I have walked many, many miles with my children over the years, and both of them will make excellent companions on this journey. My son, Ruairidh (usually Ru), joins me for the next of these walks. He is five years old and not yet at school. I am excited to find out what strange and unpredictable things he will tell me about the Moss, and where his attention will take us. Unlike his city-loving older sister, Ru is in his element on outdoor expeditions and one of his favourite activities is when we head off on our ‘Ru walks’. On these trips – often taken between dinner and bedtime – Ru gets to choose which way we go (more or less). Often, we have ended up in unfamiliar housing estates or overgrown pathways through unexplored woodland. I plant gentle suggestions rather than setting our direction. The trick is to make him think it is his idea. ‘Where shall we go on our next Ru walk?’ ‘Did you know there’s a tree swing on the Moss?’
We set off between rain showers on a warm Saturday evening. I tell Ru about a deer I encountered in our garden the previous morning. This was only the second time this had happened; the first was during the winter storms. Wandering bleary eyed into the garden to dispose of coffee grounds in the undergrowth, I became aware of something large in the bushes at the far side of the lawn. I stepped towards the noise and suddenly a flighty doe bolted over the wall onto the street and off down towards the Moss. I watched her as she wondered about entering a couple of my neighbours’ gardens, but she seemed to know how to get home and eventually made her way back along the pathway to the woods. Ru is delighted to hear of this event, and we are now on a mission to find the herd.

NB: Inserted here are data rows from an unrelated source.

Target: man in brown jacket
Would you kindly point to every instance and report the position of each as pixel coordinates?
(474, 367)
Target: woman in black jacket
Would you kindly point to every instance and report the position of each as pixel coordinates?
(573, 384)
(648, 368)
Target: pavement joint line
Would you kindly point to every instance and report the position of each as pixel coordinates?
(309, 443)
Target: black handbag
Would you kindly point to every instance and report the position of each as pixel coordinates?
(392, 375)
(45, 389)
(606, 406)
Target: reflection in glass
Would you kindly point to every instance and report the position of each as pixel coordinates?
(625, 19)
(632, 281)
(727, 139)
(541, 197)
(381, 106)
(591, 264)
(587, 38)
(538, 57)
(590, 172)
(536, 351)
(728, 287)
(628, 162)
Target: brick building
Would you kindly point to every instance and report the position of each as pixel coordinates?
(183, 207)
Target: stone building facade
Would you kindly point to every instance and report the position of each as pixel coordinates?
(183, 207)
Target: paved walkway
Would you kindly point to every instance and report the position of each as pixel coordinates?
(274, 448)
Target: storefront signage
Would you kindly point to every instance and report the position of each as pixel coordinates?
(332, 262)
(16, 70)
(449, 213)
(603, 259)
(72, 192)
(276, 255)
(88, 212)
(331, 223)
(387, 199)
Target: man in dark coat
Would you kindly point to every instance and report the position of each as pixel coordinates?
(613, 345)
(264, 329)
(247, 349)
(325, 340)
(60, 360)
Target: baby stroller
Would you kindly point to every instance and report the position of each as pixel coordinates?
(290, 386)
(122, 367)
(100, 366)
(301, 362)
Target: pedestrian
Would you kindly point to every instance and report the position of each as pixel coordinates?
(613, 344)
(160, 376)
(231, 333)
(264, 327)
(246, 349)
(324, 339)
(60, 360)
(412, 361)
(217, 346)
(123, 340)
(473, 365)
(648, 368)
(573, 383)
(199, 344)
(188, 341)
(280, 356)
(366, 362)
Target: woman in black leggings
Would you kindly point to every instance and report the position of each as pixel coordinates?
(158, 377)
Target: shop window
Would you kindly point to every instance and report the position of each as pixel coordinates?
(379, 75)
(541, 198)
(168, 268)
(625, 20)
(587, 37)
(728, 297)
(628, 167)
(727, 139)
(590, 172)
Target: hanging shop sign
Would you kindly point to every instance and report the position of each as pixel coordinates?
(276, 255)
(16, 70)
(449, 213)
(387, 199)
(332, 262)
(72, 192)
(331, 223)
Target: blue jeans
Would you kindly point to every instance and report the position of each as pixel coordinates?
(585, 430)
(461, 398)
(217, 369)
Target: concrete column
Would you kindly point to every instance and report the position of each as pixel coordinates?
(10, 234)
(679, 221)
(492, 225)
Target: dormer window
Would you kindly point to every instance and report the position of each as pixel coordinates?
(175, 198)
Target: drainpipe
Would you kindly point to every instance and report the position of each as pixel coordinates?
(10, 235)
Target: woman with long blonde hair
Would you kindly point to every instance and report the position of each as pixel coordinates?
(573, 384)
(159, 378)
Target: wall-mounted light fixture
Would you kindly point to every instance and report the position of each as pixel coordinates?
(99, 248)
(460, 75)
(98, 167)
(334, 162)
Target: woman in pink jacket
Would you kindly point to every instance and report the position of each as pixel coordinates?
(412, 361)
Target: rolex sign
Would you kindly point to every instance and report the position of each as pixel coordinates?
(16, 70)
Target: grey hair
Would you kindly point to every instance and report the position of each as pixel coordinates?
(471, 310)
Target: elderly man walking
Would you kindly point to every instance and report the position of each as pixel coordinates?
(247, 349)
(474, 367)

As we walk, multiple distractions interrupt our progress. We collect leaves, imagine crocodiles in the now waterlogged woodland, throw stones into the pools, and peer between the trees for signs of the deer. We also have a repertoire of games for the Moss and we go through them as we follow the main path. A favourite is ‘the Moss animal game’, when we take it in turns to say three animals (or sometimes trees) and then guess which are the true inhabitants of the Moss. ‘A holly tree, an oak tree, and a lemon tree’, then getting sillier, ‘a fire vole, an earth vole and a water vole?’ We are revelling in each other’s company.
Ru is keen to follow some of the desire lines that lead off into the Moss, or through the waters of the carr on the other side of the main pathway. I have to explain to him that the land is fragile and that we can’t walk too much where there isn’t a proper path. I also explain the dangers involved, particularly on a day like this when the land is so sodden and marshy. Ru listens carefully and understands what I am saying, but he has not forgotten about the tree swing and assure him that a detour will be permissible when we reach the other side of the Moss.

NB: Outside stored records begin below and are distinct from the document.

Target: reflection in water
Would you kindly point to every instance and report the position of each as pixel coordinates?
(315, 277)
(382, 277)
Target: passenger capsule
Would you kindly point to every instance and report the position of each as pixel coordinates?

Another thing that we do every time we visit this place together is to open the Merlin app on my phone and identify the various bird calls. There are many now: great tit, robin, goldfinch, pigeon, starling, magpie, willow warbler, jackdaw, wren – all of these we have heard before. Then, as we pass an ancient oak tree halfway along the northern border, a picture of a long-eared owl appears! We look up into the canopy and I wonder if the technology is correct on this one. At this moment, a couple walk by and one of them asks what we have seen. She is very excited by my answer and tells me that she has seen owls here before. She also has Merlin on her phone and shows Ru what her phone has detected. They plan to return at dusk to listen again, and as they continue on their way, Ru and I hang back until he hurries me along to find the swing.

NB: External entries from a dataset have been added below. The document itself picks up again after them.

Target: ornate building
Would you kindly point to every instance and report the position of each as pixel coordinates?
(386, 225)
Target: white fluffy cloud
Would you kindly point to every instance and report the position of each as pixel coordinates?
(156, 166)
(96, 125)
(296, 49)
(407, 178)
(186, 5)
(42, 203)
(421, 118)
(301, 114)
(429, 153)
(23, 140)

We turn onto the boardwalk and the open grassland to the west is covered in bog cotton, the fluffy white heads dancing in the light breeze. Ru is intrigued by their ability to grow out of the muddy water, and he lies down with his head over the edge of the path to get as close as he can. This prompts another regular routine, when I hold him upside down and pretend to drop him over the edge: ‘throw me in the bog, Dad!’. As we playfully make our way towards the southern woodland, we pass several walkers, some with dogs, and they all smile to see a happy little boy and his dad enjoying nature. We watch meadow pipits and use the app once more to identify their high piping call.
Ru not only has a talent for rhyme, he also knows how to use it to get what he wants. As we approach the end of the boardwalk, he launches into a funny little song:
I’m really, really tired.
My hands and knees are weak.
Daddy, will you carry me?
Otherwise, I’ll squeak!
I am unable to resist a request delivered so inventively, so I lift him up and we walk for a while with him clinging onto me. But we are now close to the spot where the tree swing was pointed out to me, so we step over tree routes and climb down a muddy bank. The swing is a stick hanging by a rope from an overhanging branch. Ru holds onto it, and I push him for a while. He is delighted.
Ru is keen to continue along the woodland trail at the edge of the bog, but I have to insist on returning to the main path. Trains pass by and we hear shouting at the other side of the track – a football game, perhaps. As we reach the ruined peat processing station, we explore the area around it and discover a disused metal train track buried in the mud. Ru asks me if it is ‘dead’ and I say that it is, in a way. But he is keen to get home now, and he once again leads the walk, calling for me to catch up, setting the pace. I reflect on how independent my little boy is becoming and wonder about our future journeys and all the detours and distractions that we will enjoy along the way.